The Truth About Cast Iron Pans: 7 Myths That Need To Go Away
Joyce Park stashed this in Food
You do not need to treat your cast iron pans like delicate flowers! Learn the facts and cook more confidently.
Thanks for sharing. My decades-old delicate flower has never seen detergent!
Why no detergent?
Because I believed the myth that it would destroy the seasoning.
Ah but now you know. And now you can detergent it!
These are the only rules you need to know to have a successful lifelong relationship with your cast iron.
- Season it when you get it.Even pre-seasoned cast iron can do with some extra protection. To season your pan, heat it up on the stovetop until its smoking hot, then rub a little oil into it and let it cool. Repeat this process a few times and you're good to go.
- Clean it after each use. Clean your pan thoroughly after each use by washing it with soap and water and scrubbing out any gunk or debris from the bottom. I use the scrubby side of a sponge for this.

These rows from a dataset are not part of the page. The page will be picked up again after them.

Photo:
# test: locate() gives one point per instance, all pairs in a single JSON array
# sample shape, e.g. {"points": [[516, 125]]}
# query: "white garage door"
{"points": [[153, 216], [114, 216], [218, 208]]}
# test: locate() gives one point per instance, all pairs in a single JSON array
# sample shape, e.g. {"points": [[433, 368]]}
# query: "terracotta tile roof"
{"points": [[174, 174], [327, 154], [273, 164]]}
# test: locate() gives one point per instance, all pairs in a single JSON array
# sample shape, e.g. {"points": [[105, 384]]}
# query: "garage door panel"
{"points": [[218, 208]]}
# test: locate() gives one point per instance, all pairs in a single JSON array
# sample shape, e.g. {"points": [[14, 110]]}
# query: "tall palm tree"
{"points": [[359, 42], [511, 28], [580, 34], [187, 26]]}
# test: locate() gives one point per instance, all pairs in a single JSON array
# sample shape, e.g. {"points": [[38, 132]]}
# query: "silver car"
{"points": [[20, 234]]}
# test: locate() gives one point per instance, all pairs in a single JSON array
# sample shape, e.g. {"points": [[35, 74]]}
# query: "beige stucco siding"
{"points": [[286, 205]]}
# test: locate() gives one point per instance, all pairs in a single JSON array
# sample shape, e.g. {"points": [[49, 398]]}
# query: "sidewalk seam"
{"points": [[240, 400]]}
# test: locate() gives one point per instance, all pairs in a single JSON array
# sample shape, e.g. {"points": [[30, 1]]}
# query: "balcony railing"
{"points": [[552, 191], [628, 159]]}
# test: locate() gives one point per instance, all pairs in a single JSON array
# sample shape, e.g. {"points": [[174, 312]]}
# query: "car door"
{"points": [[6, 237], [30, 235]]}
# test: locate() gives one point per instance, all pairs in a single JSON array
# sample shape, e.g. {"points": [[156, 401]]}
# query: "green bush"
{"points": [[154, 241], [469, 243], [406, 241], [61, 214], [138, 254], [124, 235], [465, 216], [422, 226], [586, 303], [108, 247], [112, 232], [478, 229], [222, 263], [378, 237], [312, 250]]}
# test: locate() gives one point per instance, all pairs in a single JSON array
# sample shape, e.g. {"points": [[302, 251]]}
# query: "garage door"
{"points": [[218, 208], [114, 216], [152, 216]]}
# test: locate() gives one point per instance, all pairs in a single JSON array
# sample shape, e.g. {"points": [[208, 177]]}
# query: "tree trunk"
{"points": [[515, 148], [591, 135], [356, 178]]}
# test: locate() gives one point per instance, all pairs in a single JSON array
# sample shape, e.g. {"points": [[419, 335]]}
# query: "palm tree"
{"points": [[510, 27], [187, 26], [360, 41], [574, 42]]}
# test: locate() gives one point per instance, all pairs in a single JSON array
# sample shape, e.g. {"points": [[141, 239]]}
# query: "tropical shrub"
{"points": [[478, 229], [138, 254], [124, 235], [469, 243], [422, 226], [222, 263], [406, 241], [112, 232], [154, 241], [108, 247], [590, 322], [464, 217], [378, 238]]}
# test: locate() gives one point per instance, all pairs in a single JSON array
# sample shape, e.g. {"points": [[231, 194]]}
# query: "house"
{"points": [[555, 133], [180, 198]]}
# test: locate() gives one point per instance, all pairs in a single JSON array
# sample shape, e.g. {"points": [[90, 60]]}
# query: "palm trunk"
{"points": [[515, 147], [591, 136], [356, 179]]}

- Re-season it. Rinse out any excess soap with water, then place the skillet over a burner set to high heat. When most of the water inside the skillet has dried out, add a half teaspoon of a neutral oil like vegetable, canola, flaxseed, or shortening. Rub it around with a paper towel. Continue heating the pan until it just starts to smoke then give it one more good rub. Let it cool and you're done.
- Fry and Sear in it. The best way to keep your seasoning maintained? Just use your pan a lot! The more you fry, sear, or bake in it, the better that seasoning will become.
- Don't let it stay wet. Water is the natural enemy of iron and letting even a drop of water sit in your pan when you put it away can lead to a rust spot. Not the end of the world, but rust will require a little scrubbing and reseasoning. I always dry out my pan with a paper towel and coat it with a tiny amount of oil before storage.
There now, was that so hard? Now get out there and start cooking!